Editor’s Note: This blog is part of the larger
Foresight Africa 2015
project that aims to help policymakers and Africa watchers stay ahead of the trends and developments impacting the continent. You can read the full report
Right now, 1.2 billion people live in extreme poverty—on less than $1.25 a day. Half of them live in “fragile” states, and between now and 2030, that proportion will rise. Clearly, extreme poverty and fragility are inherently linked: Unlike other areas of the world where poverty has reduced dramatically, the absolute number of extreme poor in countries affected by conflict has remained roughly the same since 1990. Research shows resoundingly that issues such as weak governance, corruption and chronic underdevelopment contribute to both fragility and extreme poverty.
In 2015, the global community will come together to commit to the Sustainable Development Goals, successor to the landmark Millennium Development Goals. A chief goal: to end extreme poverty by 2030. If the world is to meet this ambitious goal, the fragile states conundrum must be tackled.
Take the Central African Republic (CAR), one of the most fragile, least developed and historically neglected countries in the world. The CAR has experienced a long history of violence, conflict and social fragmentation. Suffering from chronic underdevelopment and exploitive public rule, the nation has experienced five coups d’état since independence in 1960 and over 60 percent of its population lives in extreme poverty.
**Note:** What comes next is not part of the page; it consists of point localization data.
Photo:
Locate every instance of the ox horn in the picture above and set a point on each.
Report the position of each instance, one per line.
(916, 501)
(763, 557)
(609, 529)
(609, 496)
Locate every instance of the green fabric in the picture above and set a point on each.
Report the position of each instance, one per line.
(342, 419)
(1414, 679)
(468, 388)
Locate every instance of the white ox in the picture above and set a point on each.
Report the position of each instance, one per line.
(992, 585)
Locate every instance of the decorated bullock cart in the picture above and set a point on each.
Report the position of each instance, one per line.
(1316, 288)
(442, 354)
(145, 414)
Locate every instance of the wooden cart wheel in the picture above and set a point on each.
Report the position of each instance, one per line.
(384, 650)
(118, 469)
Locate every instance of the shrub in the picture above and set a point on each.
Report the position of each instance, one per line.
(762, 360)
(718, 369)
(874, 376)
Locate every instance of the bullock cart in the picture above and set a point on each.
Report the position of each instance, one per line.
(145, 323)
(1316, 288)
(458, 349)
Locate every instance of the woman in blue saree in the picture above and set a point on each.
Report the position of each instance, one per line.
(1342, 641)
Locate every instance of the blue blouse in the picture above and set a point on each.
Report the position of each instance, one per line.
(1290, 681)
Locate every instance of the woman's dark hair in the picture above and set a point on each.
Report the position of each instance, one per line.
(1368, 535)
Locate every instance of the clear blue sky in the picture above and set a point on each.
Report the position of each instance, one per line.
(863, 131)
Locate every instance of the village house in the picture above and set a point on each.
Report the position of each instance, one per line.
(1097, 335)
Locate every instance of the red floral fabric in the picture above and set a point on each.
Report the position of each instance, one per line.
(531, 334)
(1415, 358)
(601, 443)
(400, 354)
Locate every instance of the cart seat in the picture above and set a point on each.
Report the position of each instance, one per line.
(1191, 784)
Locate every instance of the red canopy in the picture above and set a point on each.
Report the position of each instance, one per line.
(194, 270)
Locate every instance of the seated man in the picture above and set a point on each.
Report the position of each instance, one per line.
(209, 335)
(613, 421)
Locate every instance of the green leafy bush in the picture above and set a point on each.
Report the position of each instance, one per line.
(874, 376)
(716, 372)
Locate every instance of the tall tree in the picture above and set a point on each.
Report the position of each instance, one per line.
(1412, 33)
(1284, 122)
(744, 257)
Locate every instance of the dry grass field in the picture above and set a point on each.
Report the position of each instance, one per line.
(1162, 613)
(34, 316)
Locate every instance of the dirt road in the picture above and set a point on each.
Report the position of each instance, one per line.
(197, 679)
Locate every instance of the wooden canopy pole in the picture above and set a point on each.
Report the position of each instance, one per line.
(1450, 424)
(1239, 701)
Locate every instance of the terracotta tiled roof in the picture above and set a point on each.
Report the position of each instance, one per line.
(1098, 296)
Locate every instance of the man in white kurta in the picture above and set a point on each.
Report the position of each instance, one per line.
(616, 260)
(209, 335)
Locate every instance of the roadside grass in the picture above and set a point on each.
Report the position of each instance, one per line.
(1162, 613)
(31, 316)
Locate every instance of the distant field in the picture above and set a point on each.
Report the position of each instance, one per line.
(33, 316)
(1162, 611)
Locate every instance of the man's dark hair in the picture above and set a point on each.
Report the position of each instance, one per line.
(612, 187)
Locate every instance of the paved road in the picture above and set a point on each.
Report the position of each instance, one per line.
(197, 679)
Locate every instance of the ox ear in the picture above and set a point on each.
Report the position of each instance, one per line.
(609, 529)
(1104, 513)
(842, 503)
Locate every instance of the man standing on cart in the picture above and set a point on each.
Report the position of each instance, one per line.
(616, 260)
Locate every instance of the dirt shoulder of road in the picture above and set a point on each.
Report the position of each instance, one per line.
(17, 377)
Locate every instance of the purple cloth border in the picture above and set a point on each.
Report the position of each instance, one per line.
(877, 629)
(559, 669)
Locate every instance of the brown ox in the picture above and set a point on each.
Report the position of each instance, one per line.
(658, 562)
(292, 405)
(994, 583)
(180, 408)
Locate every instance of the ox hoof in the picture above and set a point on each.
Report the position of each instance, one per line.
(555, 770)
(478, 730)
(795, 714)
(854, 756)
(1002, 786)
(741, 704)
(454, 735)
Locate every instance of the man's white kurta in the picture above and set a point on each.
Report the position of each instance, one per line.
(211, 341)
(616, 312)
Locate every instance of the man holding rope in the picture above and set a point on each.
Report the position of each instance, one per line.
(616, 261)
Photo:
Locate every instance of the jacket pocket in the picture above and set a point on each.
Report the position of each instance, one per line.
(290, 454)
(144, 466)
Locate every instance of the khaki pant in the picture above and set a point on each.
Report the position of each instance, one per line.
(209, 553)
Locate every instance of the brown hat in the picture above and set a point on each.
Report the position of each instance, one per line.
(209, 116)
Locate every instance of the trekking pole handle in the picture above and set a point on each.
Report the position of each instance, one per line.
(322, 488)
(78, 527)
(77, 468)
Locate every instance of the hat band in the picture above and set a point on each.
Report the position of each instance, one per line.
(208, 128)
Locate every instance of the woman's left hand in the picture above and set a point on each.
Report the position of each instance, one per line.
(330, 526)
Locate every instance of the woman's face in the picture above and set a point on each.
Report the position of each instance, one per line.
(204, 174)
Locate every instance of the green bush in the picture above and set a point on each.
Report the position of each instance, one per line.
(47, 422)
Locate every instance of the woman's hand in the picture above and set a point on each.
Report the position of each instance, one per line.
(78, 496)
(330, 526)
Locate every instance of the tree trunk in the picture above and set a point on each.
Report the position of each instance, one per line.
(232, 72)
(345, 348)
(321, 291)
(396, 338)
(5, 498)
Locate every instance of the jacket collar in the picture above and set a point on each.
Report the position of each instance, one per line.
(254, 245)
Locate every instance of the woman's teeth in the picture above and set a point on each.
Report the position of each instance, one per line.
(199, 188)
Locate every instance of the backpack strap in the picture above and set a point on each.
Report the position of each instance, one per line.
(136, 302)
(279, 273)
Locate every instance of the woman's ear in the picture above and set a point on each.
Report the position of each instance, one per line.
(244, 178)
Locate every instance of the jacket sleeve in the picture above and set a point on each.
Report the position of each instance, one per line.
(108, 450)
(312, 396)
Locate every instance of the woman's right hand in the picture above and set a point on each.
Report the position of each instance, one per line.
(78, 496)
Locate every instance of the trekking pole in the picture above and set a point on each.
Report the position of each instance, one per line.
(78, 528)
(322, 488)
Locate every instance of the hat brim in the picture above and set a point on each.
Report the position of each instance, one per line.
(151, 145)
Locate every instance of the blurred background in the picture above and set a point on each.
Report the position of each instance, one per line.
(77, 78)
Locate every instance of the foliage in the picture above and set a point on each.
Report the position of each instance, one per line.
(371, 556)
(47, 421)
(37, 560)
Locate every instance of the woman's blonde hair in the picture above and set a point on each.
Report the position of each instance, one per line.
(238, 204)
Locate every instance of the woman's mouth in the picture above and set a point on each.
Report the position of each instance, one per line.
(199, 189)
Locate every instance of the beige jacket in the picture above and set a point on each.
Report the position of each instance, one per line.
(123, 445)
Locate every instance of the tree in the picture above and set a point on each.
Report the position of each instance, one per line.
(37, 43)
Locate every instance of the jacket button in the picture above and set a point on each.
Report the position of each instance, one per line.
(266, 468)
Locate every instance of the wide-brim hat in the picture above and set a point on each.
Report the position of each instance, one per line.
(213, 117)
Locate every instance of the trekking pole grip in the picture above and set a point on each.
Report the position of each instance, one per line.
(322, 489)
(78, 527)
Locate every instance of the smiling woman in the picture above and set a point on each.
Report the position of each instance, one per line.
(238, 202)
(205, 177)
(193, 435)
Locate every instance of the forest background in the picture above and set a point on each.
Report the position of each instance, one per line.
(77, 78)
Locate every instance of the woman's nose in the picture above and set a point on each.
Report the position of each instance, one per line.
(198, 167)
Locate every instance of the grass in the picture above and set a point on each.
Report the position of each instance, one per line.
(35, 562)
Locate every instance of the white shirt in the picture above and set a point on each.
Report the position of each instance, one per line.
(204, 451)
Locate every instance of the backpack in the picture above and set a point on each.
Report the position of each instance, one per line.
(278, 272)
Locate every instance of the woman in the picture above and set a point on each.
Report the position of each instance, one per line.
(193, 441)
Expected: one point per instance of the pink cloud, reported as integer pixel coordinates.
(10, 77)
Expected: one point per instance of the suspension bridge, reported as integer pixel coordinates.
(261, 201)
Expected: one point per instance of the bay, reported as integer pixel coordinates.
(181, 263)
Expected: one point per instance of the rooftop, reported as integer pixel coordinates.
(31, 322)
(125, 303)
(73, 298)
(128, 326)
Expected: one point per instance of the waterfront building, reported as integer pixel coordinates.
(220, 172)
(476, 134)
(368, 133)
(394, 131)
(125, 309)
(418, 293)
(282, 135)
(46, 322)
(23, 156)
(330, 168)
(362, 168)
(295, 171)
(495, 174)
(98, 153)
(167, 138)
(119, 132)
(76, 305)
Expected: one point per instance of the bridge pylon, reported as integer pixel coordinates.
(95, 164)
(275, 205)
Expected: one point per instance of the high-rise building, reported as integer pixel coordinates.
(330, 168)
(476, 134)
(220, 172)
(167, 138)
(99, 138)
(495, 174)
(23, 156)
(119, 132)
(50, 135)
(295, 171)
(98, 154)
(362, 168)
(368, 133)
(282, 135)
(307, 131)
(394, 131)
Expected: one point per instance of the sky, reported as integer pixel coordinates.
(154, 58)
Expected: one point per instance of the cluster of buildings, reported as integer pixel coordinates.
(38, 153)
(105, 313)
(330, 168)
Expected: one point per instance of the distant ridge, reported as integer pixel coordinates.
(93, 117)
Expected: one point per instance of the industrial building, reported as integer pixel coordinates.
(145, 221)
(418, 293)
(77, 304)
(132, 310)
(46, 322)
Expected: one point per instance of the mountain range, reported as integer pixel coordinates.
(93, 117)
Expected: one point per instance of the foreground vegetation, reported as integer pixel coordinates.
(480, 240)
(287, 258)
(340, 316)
Successive humanitarian interventions in the CAR have failed to help propel the country towards a better future. Since 1997, 13 regional and international peacekeeping operations have been deployed to end violence and protect civilians; over this same period, short-term humanitarian assistance funds have been mobilized to meet immediate lifesaving needs. Crisis after crisis, short-term investments have not been reinforced by the long-term investments needed to address the root causes of violence, including socioeconomic and political inequalities between communities, corruption and lack of rule of law. In other words, no concerted efforts have been made to help the country break from its “fragility trap.”
This time can be different. If global investments can be sustained and correctly managed in the CAR, the response might serve as a model that can be replicated in other fragile states. To lay the foundations for early recovery and sustainable poverty alleviation in the CAR, three objectives must be met in 2015:
- Cycles of violence must be broken by protecting civilians at imminent risk while repairing divisions among the CAR’s tribes, communities, and religious and political groups. The most recent wave of violence, which began in 2012, has drawn new lines of division atop deeply seated grievances between and within communities. Rebels aligned with the Séléka coalition carried out widespread looting, rapes, killings and other human rights abuses, followed by violent reprisals and eventually ethno-religious cleansing efforts by “anti-Balaka” militia and other opportunist criminal elements. The country’s fragile social fabric has again been upended as intercommunal violence continues to this day, and many civilians live in constant fear for their lives and livelihoods.
- Political, peacekeeping and development efforts must be better coordinated, particularly around the political transition and disarmament, demobilization, reintegration and recovery (DDRR). The success of the political transition process will depend upon the degree to which it includes the views of all Central Africans from all sides of the political, religious and socio-economic spectrum, including refugees who have fled the country due to violence. Similarly, carefully and transparently planned economic recovery and livelihood interventions in locations of strategic importance for stabilization can help lay the groundwork for successful disarmament and demobilization by MINUSCA (United Nations Multidimensional Integrated Stabilization Mission in the Central African Republic), the U.N. peacekeeping mission in the CAR. But implementing the tasks in the correct order is crucial to success: the international community must plan, fund and execute the “RR” and “DD” simultaneously.
- Emergency humanitarian responses must adopt early recovery and resilience strategies now to re-orient programs in a way that addresses grievances within and between communities, rebuilds social cohesion and strengthens local leadership. Time and time again in the CAR, complex problems have been met with short-term solutions. Donors and humanitarian organizations must pursue a different course – response efforts should simultaneously mitigate conflict, meet basic human needs and lay the foundation for market-based economic recovery that prioritizes youth and agricultural recovery. Programs should have multi-year time horizons and adaptive management structures that support flexibility and impact-driven measurement.
Without a doubt, ending extreme poverty by 2030 will require tackling fragility traps. This means responding to crises smarter from the outset, and sequencing investments in a coordinated way. As we have learned from experience in other protracted crises, humanitarian tools alone will never solve the root causes of chronic vulnerability and fragility. Central African leaders and the international community have the responsibility and opportunity to get this CAR response right and lay the groundwork for a future nation that will be more inclusive and resilient for generations to come.
Note: This blog reflects the views of the authors only and does not reflect the views of the Africa Growth Initiative.